Maybe you have some other reasons to doubt the essentiality of set membership?

2 comments:

James said...

When you say "identity is necessary," do you mean something like "If A in w1 has the same members as B does in w2, then in every possible world, A=B"? Or perhaps, "then in the actual world, A=B"? I'm not sure how you're reasoning from S=T in w* to S=T in the actual world.

It's somewhat confusing going from sets described according to the possible worlds in which they reside into a statement like "A=B" that lacks any explicit possible world context. It seems like there's a kind of equivocation going on; if A-in-w1 has the same elements as B-in-w2, then isn't it true that A-in-w1 = B-in-w2, even if "A=B" is false?

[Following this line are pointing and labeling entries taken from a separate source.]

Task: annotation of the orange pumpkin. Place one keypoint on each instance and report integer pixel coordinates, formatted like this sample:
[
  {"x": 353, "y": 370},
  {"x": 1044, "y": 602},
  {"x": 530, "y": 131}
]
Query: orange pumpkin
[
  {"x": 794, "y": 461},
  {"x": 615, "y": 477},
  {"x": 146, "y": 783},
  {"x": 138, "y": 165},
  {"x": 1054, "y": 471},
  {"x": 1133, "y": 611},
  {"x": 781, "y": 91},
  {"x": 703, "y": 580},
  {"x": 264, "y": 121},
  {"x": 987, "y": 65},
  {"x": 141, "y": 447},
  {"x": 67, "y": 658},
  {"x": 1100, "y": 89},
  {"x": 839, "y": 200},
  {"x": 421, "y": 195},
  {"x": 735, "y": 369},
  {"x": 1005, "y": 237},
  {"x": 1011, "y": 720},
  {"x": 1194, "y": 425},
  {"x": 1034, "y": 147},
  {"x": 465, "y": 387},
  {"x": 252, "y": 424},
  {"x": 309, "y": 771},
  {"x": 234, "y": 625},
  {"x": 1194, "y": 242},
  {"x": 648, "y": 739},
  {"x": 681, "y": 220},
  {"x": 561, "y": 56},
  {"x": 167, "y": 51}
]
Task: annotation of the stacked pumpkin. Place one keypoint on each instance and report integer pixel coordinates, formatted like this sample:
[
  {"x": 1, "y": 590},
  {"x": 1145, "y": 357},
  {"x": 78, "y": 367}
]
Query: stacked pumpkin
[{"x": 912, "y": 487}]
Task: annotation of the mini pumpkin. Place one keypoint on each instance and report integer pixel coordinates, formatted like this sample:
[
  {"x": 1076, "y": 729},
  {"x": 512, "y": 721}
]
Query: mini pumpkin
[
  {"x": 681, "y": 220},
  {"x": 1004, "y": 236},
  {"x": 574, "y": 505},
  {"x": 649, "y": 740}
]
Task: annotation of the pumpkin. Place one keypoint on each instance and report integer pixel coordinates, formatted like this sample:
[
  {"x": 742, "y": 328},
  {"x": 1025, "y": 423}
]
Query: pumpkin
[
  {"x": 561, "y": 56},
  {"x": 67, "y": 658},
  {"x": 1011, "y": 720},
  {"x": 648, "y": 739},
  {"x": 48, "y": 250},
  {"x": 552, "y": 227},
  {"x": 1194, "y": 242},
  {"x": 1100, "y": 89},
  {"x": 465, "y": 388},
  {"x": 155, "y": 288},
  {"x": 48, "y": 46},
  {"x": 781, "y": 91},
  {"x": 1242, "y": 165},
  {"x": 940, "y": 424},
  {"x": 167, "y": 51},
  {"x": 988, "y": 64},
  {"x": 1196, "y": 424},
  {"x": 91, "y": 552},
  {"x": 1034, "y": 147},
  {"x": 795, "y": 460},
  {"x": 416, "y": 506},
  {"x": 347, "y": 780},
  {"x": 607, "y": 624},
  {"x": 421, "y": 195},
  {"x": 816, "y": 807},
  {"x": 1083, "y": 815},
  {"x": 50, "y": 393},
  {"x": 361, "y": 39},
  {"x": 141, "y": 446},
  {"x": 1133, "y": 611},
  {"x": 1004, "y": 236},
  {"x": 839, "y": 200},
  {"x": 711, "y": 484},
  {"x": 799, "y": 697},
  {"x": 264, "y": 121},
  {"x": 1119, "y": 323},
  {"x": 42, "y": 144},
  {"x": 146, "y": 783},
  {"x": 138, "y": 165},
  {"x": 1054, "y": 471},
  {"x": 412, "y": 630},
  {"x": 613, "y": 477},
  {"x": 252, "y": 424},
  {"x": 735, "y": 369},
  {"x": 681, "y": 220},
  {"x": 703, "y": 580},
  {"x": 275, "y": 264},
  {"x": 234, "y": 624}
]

What set is being referred to by "A"?


Isn't it sufficient to say that S=S, and hence the result of S 'losing a member' must be a set different from S, since they contain different members?

Alexander R Pruss said...

I mean: If x=y is true in one world, then x=y is true in every world in which x exists and y exists.

"Isn't it sufficient to say that S=S, and hence the result of S 'losing a member' must be a set different from S, since they contain different members?"

I think not, become the result of S losing a member might not exist in the same world as S does.